PayDay loans info

You used to be able to go to your local bank to ask for a small, short term loan when you had sudden, unexpected expenses, like needing new tires on the car or covering unanticipated medical bills. But today people use credit cards to act as short term loans, which means few banks will offer this kind of financial assistance. Even if you need cash, you can use your credit card in an emergency to receive a cash advance.


For people who either do not want to use their credit cards, are in credit card debt, or simply do not have credit cards, one of the only options left are Payday Loans.
What is a payday loan?
A payday loan is a short term loan between the day you need the cash and your next payday. These loans are intended for people who need to borrow money for a short period of time. They should only be used for unexpected expenses or temporary income reductions.


Payday loans are usually for amounts under $1500. If you need to borrow more than $1500, you should look into other kinds of financial assistance (like personal loans).


Payday loans are meant to provide short-term credit, but are not intended for frequent use. However, this doesn't mean a payday loan lender will turn you away if you choose to use these services often.


How do you qualify for a payday loan?
Each payday loan agency varies in the requirements from borrowers, but the most common qualifications include:


Proof of steady income
Proof of an open bank account
Proof of identity
Proof of residency
Credit history is rarely a factor when it comes to being approved for a payday loan, which is one of the reasons why it is so appealing to many people in need of an advance.

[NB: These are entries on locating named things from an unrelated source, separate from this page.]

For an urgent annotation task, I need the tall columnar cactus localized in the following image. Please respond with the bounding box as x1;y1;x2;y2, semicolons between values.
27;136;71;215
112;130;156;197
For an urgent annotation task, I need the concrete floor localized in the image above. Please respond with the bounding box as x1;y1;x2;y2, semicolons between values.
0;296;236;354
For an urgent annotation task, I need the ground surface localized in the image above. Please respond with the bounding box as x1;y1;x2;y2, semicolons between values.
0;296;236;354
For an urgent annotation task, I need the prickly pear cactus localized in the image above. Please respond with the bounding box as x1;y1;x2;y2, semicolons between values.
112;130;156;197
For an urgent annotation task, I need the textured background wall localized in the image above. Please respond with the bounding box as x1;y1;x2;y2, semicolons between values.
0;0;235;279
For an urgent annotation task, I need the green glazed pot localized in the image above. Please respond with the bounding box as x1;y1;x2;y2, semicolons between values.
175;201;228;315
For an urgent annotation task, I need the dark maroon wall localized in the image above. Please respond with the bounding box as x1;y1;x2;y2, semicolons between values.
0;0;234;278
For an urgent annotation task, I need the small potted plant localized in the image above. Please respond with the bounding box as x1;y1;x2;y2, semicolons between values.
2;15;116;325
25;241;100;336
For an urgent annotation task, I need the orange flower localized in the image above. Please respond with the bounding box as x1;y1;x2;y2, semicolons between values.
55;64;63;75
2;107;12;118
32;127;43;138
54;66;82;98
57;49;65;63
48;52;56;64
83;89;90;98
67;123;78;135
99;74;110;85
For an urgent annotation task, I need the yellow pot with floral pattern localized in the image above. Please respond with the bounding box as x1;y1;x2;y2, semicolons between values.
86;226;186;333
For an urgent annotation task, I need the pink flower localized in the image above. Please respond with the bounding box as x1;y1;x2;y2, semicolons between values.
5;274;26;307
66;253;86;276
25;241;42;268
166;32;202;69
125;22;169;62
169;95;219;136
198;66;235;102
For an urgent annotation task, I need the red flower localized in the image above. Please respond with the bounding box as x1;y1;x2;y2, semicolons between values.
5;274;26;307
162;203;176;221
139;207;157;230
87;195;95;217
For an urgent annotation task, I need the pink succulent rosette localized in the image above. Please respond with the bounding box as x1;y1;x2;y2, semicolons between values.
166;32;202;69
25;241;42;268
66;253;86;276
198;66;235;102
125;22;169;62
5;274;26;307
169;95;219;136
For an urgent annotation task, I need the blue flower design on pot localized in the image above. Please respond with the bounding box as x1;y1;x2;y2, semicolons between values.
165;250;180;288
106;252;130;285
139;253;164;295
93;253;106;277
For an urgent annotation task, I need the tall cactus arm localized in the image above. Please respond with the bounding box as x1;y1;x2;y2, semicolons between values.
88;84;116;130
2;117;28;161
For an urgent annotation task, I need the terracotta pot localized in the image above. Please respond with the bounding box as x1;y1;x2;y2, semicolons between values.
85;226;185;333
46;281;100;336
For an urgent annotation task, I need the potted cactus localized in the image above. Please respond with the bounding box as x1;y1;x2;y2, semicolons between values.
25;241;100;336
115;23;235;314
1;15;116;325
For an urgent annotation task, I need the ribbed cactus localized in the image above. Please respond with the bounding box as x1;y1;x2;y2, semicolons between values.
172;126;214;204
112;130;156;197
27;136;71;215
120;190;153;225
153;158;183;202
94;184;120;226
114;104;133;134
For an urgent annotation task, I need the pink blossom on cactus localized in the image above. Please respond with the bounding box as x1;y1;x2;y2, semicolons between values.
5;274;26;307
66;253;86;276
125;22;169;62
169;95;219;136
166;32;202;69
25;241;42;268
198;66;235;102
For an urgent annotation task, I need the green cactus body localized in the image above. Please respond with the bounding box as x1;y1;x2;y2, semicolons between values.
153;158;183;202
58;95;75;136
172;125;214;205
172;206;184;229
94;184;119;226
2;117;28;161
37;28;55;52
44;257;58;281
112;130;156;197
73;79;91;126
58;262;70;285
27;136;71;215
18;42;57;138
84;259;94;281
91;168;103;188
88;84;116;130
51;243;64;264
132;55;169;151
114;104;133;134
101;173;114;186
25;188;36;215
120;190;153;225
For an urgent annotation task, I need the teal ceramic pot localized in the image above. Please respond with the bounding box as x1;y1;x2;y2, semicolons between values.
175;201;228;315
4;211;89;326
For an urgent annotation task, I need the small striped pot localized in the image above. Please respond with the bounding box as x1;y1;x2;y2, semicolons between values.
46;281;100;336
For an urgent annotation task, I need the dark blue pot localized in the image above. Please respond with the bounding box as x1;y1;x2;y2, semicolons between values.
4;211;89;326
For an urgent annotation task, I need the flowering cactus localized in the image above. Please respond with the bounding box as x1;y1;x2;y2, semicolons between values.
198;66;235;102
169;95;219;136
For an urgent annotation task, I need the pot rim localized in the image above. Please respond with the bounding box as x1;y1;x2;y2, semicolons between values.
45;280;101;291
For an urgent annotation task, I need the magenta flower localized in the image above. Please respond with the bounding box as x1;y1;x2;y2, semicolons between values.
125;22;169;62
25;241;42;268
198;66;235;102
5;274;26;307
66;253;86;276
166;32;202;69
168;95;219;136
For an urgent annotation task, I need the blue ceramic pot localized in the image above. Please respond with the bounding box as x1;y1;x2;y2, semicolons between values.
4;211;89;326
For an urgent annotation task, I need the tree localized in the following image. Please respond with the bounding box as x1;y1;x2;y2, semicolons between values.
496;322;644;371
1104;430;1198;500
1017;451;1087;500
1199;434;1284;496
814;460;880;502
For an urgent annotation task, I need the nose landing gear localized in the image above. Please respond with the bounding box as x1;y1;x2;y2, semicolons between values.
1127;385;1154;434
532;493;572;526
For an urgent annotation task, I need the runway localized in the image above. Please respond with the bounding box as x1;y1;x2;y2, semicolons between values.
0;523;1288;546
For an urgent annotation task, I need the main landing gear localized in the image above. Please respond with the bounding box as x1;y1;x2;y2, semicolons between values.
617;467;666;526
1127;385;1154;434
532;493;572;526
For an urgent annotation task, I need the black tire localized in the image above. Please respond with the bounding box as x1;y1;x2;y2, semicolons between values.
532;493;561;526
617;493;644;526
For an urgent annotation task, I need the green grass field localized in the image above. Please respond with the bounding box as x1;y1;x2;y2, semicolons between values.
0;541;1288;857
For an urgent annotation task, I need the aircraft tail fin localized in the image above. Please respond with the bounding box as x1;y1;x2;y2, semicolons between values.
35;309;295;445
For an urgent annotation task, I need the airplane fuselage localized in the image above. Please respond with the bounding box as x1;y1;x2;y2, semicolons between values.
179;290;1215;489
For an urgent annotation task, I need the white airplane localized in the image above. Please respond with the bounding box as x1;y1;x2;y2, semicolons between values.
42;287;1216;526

How do you repay a payday loan?
Most lenders require you to write a post-dated check when you make the loan. The check will not be posted to your bank account until the date on the check. You can also make cash payments on the loan before it comes due. Some lenders will set up automatic payments, allowing them to debit the amount out of your bank account.


What is the interest rate?
Interest rates are usually pretty high, but they vary depending on where you live. Some states have passed bills that put a cap on how high payday lenders can make their interest rates.


While a high interest rate isn’t a huge problem if you pay the loan back right away, it can really cost you a lot of money if you need to extend the amount of time to repay the loan.


How does a payday loan work?
Once you are approved for a payday loan, you write a check for the amount you need, plus the fee for the loan. The loan agency either gives you cash for the amount you borrow or deposits the amount into your bank account.


Here is an example of how a payday loan works:


You need to borrow $150 for two weeks, until your next paycheck, so you decide to get a payday loan. You can either go to a payday loan agency or fill out an online payday loan application. Once you qualify for the loan, you will promise to pay the agency $175 (the $150 that you need to borrow, plus a $25 fee to borrow the money). This promise is made either by you writing a personal check for the amount or by providing the lender with your bank account information to set up an automatic payment.


When your next payday comes, you have a couple repayment options:


The lender deposits your check, and the money comes out of your bank account.
You pay the lender back in cash, and they return the uncashed check to you.
You extend the loan, and the lender charges you another financing fee.
You agree to electronic payments, and the lender automatically debits the money out of your bank account.
Where do you get a payday loan?
There are many physical payday loan locations you can visit to fill out the paperwork. Most of these places advertise their services as “cash advances.” There are also many payday lenders available online, so you can easily find a list of them when you do an internet search for payday loans.